Aug 13, 2019; Mason, OH, USA; A view of the Rolex clock as Roger Federer (SUI) waits for the serve from Juan Ignacio Londero (ARG) during the Western and Southern Open tennis tournament at Lindner Family Tennis Center.
Aaron Doster-Imagn Images

Cunningham notes Rolex typically sticks to individual sports, in which “it’s more possible for a personality to pop out and be connected with the brand.” This has left a gap in team sports—one that Swiss watchmaker Breitling moved into in 2024 with the launch of an official NFL collection spanning all 32 teams in the league. The limited run of watches retailed for $9,200 each, and according to watch outlet Hodinkee, it may have been only the beginning of a larger partnership with the league, giving Breitling a valuable platform in the American market.

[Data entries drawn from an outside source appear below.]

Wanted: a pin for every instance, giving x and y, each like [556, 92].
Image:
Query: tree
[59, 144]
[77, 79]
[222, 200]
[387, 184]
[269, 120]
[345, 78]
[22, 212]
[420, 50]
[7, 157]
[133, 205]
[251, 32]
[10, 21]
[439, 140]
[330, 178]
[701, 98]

For brands, sponsorships are shortcuts to awareness, credibility, and storytelling, says Fort. Nowhere is its storytelling power clearer than in Rolex’s just-launched documentary series chronicling the triumphs and perseverance of various members of the “Rolex Family,” including tennis stars Coco Gauff—whose video has racked up more than six million views in a few days—and Carlos Alcaraz. The series leverages archival and contemporary footage and intimate interviews not just to market watches, but also to create a narrative around excellence on and off the court.

At Roland-Garros, the brand’s mythos adds a sense of gravitas to the tournament’s wins and losses.

“Rolex brings something deeply emotional and symbolic to Roland-Garros. Its presence creates an atmosphere—a quiet but powerful signature that gives the tournament a sense of timelessness,” says Delaplace.